On 12 September 2018, the three-member judicial panel filed their report with the Bombay High Court. The panel found that the owner of the Kamala Mills land had breached regulations by illegally constructing commercial spaces for lease, in violation of the permitted development of FSI. In addition to breaches by the owner of the land, the panel found that the two restaurants, 1 Above and Mojo's Pub, were functioning in violation of several building and fire safety norms established by the MCGM. The panel found the two restaurants had illegally converted the rooftop into a seating and dining area, and had further illegally stocked flammable materials there as well, including alcohol, kerosene, and coal. The panel recommended criminal action against the owner of the Kamala Mills premises as well as the owners of the two restaurants where the fire initially spread, and called for a departmental inquiry at the MCGM and the State Excise Department.

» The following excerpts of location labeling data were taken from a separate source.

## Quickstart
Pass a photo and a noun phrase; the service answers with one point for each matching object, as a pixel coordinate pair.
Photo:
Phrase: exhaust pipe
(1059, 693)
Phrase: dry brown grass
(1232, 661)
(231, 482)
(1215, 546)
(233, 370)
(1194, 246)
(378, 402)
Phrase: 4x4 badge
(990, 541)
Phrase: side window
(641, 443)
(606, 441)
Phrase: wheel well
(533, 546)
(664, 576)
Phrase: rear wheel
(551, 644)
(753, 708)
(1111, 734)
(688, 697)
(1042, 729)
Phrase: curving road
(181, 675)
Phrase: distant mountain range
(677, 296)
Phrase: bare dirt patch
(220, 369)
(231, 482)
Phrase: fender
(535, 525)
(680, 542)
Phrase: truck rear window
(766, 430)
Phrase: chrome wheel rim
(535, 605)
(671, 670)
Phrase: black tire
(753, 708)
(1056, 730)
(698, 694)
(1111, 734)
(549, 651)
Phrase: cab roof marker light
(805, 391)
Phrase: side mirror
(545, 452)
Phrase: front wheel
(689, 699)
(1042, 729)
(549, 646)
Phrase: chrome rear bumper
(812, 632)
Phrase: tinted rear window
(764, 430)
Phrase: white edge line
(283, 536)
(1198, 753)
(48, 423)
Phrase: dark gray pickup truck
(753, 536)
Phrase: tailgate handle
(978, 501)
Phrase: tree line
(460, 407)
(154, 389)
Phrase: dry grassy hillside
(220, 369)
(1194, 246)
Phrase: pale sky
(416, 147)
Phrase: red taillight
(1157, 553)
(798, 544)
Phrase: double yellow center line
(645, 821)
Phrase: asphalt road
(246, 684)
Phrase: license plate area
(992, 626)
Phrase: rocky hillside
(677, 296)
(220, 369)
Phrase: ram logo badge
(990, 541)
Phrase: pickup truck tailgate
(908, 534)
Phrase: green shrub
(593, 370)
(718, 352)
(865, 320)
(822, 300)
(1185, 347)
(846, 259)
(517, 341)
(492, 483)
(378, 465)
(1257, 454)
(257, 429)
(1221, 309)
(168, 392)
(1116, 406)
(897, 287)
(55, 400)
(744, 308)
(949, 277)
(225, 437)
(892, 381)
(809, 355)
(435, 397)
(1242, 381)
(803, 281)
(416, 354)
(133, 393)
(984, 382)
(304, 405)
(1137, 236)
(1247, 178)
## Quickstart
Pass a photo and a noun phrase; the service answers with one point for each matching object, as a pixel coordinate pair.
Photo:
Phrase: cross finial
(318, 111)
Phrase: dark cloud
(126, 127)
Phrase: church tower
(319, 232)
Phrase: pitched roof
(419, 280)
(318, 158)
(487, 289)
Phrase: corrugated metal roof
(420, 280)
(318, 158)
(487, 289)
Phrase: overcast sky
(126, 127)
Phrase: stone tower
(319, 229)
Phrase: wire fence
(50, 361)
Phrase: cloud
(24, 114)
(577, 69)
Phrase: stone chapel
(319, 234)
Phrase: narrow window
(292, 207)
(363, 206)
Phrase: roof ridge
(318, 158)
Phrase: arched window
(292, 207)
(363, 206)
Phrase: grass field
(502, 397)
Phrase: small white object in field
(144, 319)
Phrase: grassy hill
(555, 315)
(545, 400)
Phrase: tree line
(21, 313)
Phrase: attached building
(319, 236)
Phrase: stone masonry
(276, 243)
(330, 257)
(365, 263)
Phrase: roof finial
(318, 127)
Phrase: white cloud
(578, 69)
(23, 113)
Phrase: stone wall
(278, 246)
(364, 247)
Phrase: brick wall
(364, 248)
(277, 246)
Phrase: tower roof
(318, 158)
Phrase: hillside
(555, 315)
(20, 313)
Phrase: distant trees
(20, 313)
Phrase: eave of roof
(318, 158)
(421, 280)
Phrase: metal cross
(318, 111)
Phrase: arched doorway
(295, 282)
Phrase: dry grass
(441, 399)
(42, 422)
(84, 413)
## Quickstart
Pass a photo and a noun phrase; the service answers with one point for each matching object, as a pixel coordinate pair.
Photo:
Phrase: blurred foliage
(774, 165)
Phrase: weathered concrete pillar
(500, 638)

The High Court Panel criticised the MCGM and State Government for granting permissions without adequate checks and balances under programs aimed at improving the ease of doing business in Maharashtra. The panel also recommended that the interior designers and architects responsible for the rooftop constructions at 1 Above and Mojo's Pub should be investigated for professional misconduct and inadequate qualifications, finding that one of the architects for 1 Above, Sumesh Menon, had failed to meet minimum training requirements.

=== Fire safety ===
After the Kamala Mills Fire, the Mumbai Fire Brigade launched a special safety drive to review compliance with fire safety norms at restaurants and bars in the city, and ordered 87 establishments to be shut down for failure to comply with regulations.

The Kamala Mills fire incident led to other cities in India revisiting fire safety regulations and compliance to prevent similar incidents. Immediately after the incident, the Government of Delhi asked the Delhi Fire Service to inspect restaurants and bars for compliance with safety regulations, citing the Kamala Mills fire as a reason. The Nagpur Municipal Corporation also conducted a review of rooftop bars and restaurants and demolished unauthorised constructions.